Derek Robert, “Precision Pendulum Clocks, France, Germany, America and Recent Advancements”, 2004, p. 70, pl. 29-, illustrating an extremely similar regulator by Lépine à Paris of circa 1840.
A rare Louis Philippe gilt bronze mounted orbicular granite astronomical table regulator with secular perpetual calendar attributed to Lépine à Paris. The matt silvered dial with a rare visible coup perdu escapement, outer Arabic second numerals and a blued steel sweep centre seconds pointer, with a small inset dial above 6 o’clock with an outer Arabic minute ring and inner Roman hour ring and a pair of blued steel trefoil hands for the hours and minutes. Below the dial on the plinth is a circular aperture to view the painted phases of the moon and on the base - three subsidiary dials, that on the left showing the days of the week, that at centre showing the days of the month with inner age of the moon, while the dial to the right showing the months of the year, each dial with blued steel pointers. The movement with going barrels on both trains, a rare coup perdu escapement with jewelled pallets exposed on the dial, half second beating pendulum with Brocot suspension, striking on the hours and half hours with outside count wheel. The orbicular granite case shaped as a rectangular plinth with slightly slanting sides, with a gilt bronze palmette and anthemion frieze above the dial. The granite plinth on a thin gilt bronze plinth supported at each corner by outward facing winged lions on an orbicular granite base supported on rectangular gilt bronze feet
Paris, date circa 1845
Height 40 cm, width 27 cm, depth 20 cm.
Like the very best French clocks, this highly unusual clock is not only a work of art but is a high quality precision instrument. Amongst other horological advancements, it has a perpetual calendar, which means that it automatically corrects the calendar according to the variation of days in the month and months in the year. The particular type used here is a perpetual and secular leap year calendar mechanism, which was invented by Bienaymé à Dieppe, who in 1842 filed its patent. Whilst the present clock is not signed it is remarkably similar to another signed on the silvered dial LEPINE A PARIS (illustrated in Derek Roberts, op. cit.).

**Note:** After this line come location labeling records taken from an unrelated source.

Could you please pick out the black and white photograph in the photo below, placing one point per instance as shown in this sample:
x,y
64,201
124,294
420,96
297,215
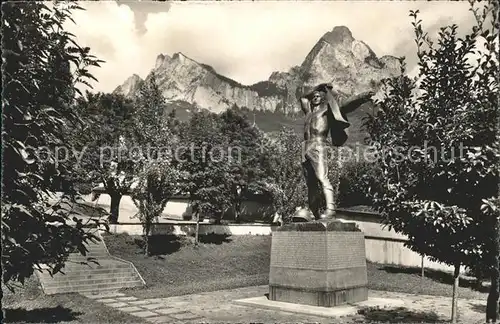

The overall design of the case is identical except for the fact that the simpler Lépine gilt bronze mounted clock case is of mahogany and lacks the winged lions. The arrangements of the dials are also almost identical though they vary slightly in detail and again the visible Lépine escapement is of a different type. Nevertheless the similarities are so close to suggest that the present example was most probably also made by Lépine à Paris. The firm of Lépine was renowned for precision clockmaking. By the time that this clock was made, the business was no longer owned by the Lépine family, though it continued under its original name. Derek Roberts notes that following the death of Pierre-Claude Raguet-Lépine (1753-1810), the business was inherited by his son Alexandre. Five years later he sold it to Paul Chapuy, from whom it was acquired by Calvet. By 1840 it was owned by Faure and in 1853 by Bouley. In addition to its horological ingenuity, this clock boasts a superb case made from orbicular granite. This was an unusual type of stone of unique appearance due to the concentrically layered spheroidal structures known as orbicules, which were probably formed through nucleation around a grain in a cooling magma chamber. It is likely that the present granite came from a quarry near Olmeto in Corsica which was discovered in 1785 and was mined from the beginning of the nineteenth century. The stone was also known as Napoleonite or Corsite after the island of Corsica.